Award-winning photographer Craig Varjabedian’s new book The Light of Days Gone By was 45 years in the making. It celebrates with stunning imagery the journey of a photographer and the beautiful light he has witnessed and captured along the way. The Light of Days Gone By is a testament to Varjabedian’s vision and many years of hard work and will appeal to anyone who appreciates fine photography.
Varjabedian’s photographs from the magnificent red hills of Ghost Ranch and gleaming white dunes of White Sands to more faraway places—from strong Native Americans to weathered cowboys and more—these expansive landscapes and intimate portraits are all presented in this beautifully printed book.
Museum curator Catherine Whitney has said that “Craig Varjabedian’s photography captures, with arresting clarity, the ineffable whispers of time and spirit layered deep in New Mexico's cultural landscape. Through the artful combination of his compassionate eye and technical virtuosity, he evokes the past in the present and the holy in the everyday.”
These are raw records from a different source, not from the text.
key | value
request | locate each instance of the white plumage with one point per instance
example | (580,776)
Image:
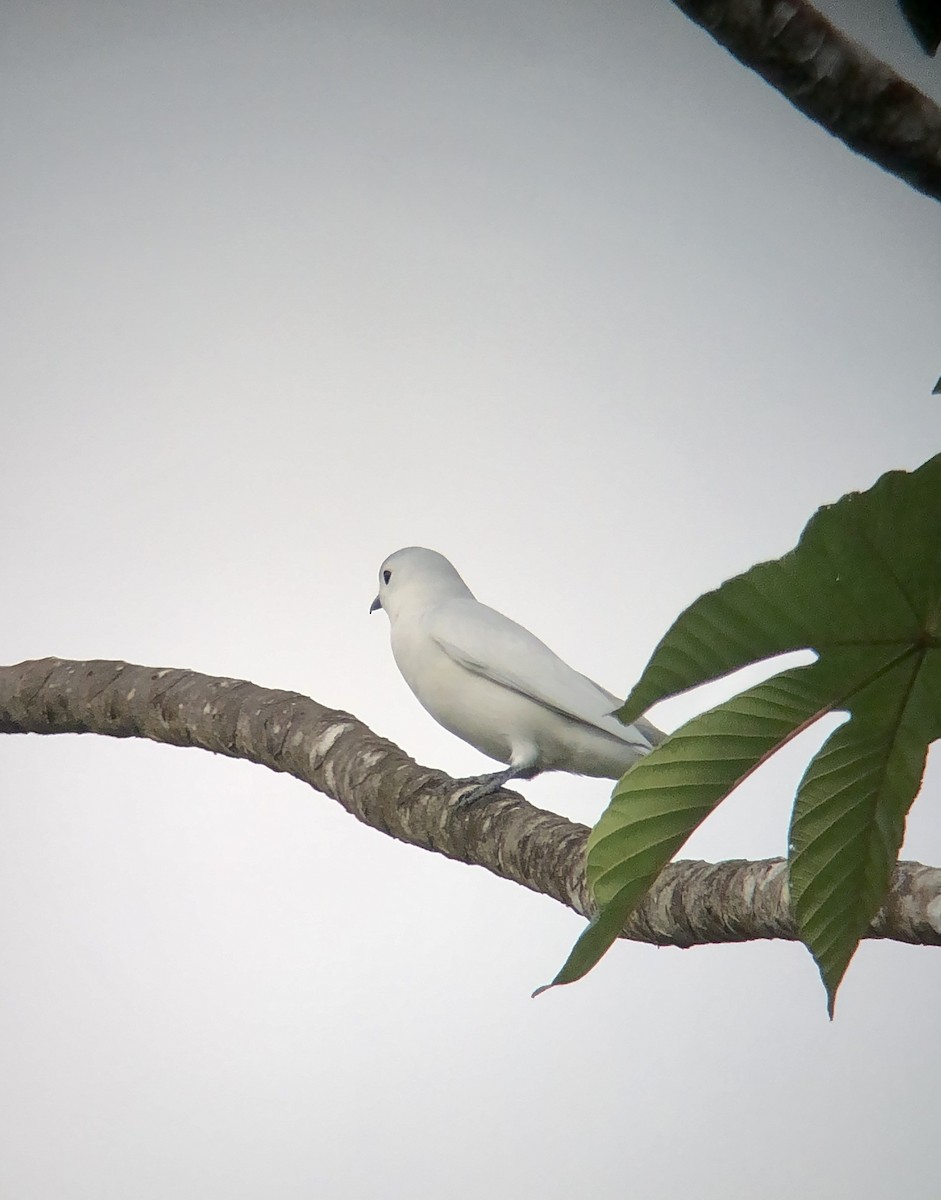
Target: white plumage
(495,684)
The 48 color and black & white photographs were carefully curated by Varjabedian’s long time studio director Cindy Lane, to not only share the breadth of this photographer’s career but also to reveal relationships between individual images and from the themes he has explored over the years. Complementing the images are two essays. Cindy Lane provides insight into the photographer’s artistic vision and artist Myra Bullington looks not only at the importance of photographs as an aid to memory but also shares an appreciation for the photographer and his work. This beautiful hardcover book is available from the photographer's studio or Amazon.com.
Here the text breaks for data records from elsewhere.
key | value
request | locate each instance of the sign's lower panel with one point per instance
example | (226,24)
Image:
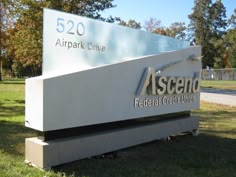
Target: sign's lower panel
(46,154)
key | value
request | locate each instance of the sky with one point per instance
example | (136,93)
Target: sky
(168,11)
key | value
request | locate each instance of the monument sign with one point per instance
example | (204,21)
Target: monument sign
(101,83)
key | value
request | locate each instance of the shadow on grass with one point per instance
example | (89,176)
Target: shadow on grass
(12,137)
(184,156)
(16,108)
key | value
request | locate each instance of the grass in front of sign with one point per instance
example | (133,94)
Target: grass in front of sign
(219,84)
(212,153)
Craig Varjabedian is an award-winning photographer who explores the back roads of the American West, making pictures of the unique and quintessential. 45 years behind the camera, 14 books, 42 museum exhibitions and hundreds of original fine art photographic prints all comprise a rich and rewarding career. His images share awe-inspiring stories of the land and the people who live on it—one photograph at a time.